Lyn Gardner

29th January 2019

Lyn Gardner writes about theatre for the stage and the independent and is recipient of the 2017 UK Theatre Award for outstanding contribution to British Theatre.

“Audience member faints,” was the headline in several papers last week in response to the fact that an elderly theatre-goer had passed out during the first preview of Martin Crimp’s When We Have Sufficiently Tortured Each Other which stars Cate Blanchett at the National Theatre.

There is nothing like a bit of sex or violence on stage to whip up a media storm around theatre. Add to that a movie star (who is also a terrific stage actor) and a Games of Thrones actor—Stephen Dillane—in the cast, and suddenly theatre is tabloid worthy. If only it was all the time and not only when it is perceived as being shocking.

Violence has been part of theatre since the time of the Ancient Greeks. It is said that even the thought of the Furies could make grown men faint. The violence of Oedipus’ blinding may happen off stage and be described rather than seen but that doesn’t make the moment when we first glimpse the sightless Oedipus any less appalling. In fact, it only ratchets up the tension.  We are horrified twice over.

The Greeks knew the power of suggestion and making us use our imaginations rather than showing. But I am disinclined to believe that contemporary theatre is more violent than the theatre of the ancients. Even four hundred years ago Shakespeare wrote scenes in which eyes were gouged out (King Lear), tongues cut out (Titus Andronicus, which also features a little light cannibalism) and in Marlowe’s Edward 11 unspeakable things are done with a poker.

If violence in the theatre is more disturbing than violence in the cinema or on TV, then that is because it is not mediated by the screen which creates a distance. Violence in the theatre is much more akin to being the first to come across a pile-up on the motorway. You don’t want to look but you can’t help yourself.

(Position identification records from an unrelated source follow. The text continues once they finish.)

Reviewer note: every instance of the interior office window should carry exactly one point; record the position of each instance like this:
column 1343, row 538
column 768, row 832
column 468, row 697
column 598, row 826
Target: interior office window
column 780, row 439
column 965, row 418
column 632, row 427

Writers, directors and designers are well aware of the visceral effect of stage violence—and it is simulated not real unlike the images from Syria and other parts of the world that we see every day on our smart phones—and, for the most part, they use it responsibly. I don’t think any playwright just casually tosses violence into a play on a whim or for sensationalism or because it will boost ticket sales. On the contrary I know plenty who think twice about buying a ticket for a show featuring lots of violence because they know from experience that their own capacity for watching it on stage is limited.

A theatre that eschews violence would be a theatre which is hardly reflecting the world in which we live and surely one of the purposes of theatre is to hold up a mirror to society and provide a space in which we can play out different narratives and imagine different versions of the world in relative safety. After all we know it is not actually real even if its feels real.

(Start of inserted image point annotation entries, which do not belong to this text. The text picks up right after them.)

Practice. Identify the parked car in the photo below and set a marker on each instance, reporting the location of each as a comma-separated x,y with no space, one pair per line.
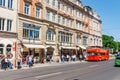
117,60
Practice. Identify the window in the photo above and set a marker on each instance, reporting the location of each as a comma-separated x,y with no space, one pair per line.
77,40
64,37
2,3
63,7
47,1
71,23
8,49
58,4
9,25
10,4
59,19
2,24
84,40
37,12
63,21
26,8
30,31
1,48
53,17
48,15
50,35
53,2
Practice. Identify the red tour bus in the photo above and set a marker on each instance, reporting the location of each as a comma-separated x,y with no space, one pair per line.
97,54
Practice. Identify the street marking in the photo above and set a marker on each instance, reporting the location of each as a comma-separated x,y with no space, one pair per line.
48,75
92,66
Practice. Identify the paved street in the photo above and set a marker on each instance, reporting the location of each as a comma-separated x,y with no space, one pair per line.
103,70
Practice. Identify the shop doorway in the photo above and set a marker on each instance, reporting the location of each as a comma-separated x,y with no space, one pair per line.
49,54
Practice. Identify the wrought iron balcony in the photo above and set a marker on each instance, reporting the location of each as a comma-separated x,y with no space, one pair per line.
29,1
39,3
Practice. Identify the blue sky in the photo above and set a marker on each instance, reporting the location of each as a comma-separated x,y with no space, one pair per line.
109,11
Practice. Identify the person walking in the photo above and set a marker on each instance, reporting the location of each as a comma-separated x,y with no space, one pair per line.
30,61
5,63
10,63
63,58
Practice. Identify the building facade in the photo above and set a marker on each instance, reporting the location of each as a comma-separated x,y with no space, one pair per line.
56,27
8,27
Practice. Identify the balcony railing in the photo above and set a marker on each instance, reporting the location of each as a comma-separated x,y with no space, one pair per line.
39,3
29,1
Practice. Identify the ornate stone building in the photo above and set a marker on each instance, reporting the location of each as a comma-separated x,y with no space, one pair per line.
8,28
56,27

Nonetheless it often seems as if violence on stage is often the site of moral panic as if some fail to recognize that depicting violence is not the same as condoning violence. When back in 1982 Mary Whitehouse launched a private prosecution against The Romans in Britain for gross indecency she failed to understand that the scene in which a Roman invader anally rapes a Druid is indecent not because it involved simulated sex but because the humiliation of one man by another represents an act of power and colonisation.

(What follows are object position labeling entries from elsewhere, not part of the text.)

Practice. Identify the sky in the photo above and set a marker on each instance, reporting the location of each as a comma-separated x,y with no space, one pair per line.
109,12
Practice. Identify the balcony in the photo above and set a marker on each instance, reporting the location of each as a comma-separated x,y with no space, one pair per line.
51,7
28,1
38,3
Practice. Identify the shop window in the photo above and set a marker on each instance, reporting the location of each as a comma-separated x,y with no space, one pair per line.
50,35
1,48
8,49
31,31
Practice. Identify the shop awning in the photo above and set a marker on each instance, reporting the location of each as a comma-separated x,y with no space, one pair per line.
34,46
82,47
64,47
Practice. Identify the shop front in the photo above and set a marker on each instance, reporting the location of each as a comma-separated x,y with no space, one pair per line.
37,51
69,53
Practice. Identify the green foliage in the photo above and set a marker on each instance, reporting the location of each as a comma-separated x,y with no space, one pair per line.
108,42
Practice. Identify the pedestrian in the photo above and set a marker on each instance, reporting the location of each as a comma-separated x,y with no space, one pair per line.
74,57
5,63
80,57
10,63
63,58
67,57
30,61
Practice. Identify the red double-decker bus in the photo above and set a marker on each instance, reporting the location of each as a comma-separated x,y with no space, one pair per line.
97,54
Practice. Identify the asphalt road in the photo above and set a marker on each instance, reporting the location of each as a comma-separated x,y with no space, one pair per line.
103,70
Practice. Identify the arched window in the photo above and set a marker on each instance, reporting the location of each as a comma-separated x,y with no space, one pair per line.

The scene is not there because either writer or director enjoy its presence or expect the audience to be sexually titillated but because they dislike it and are demonstrating how violence is part of war and one of the tools of an invading army.  As Edward Bond, whose scene in Saved in which a baby in a pram is stoned became a cause celebre in the 1960s, has said, he never sets out to shock and appal audiences: “It wouldn’t occur to me for one moment as I write that a scene is shocking. I’m just pursuing the logic of the situation—only ever that. I think drama has to pursue things to the extremes so that we can understand what we are doing in our society.”

The ancient Greeks understood that one of the functions of theatre is to understand ourselves and the impulses that lie beneath society’s civilised surface. If that means the odd person being shocked and passing out, I reckon it’s a very small price to pay.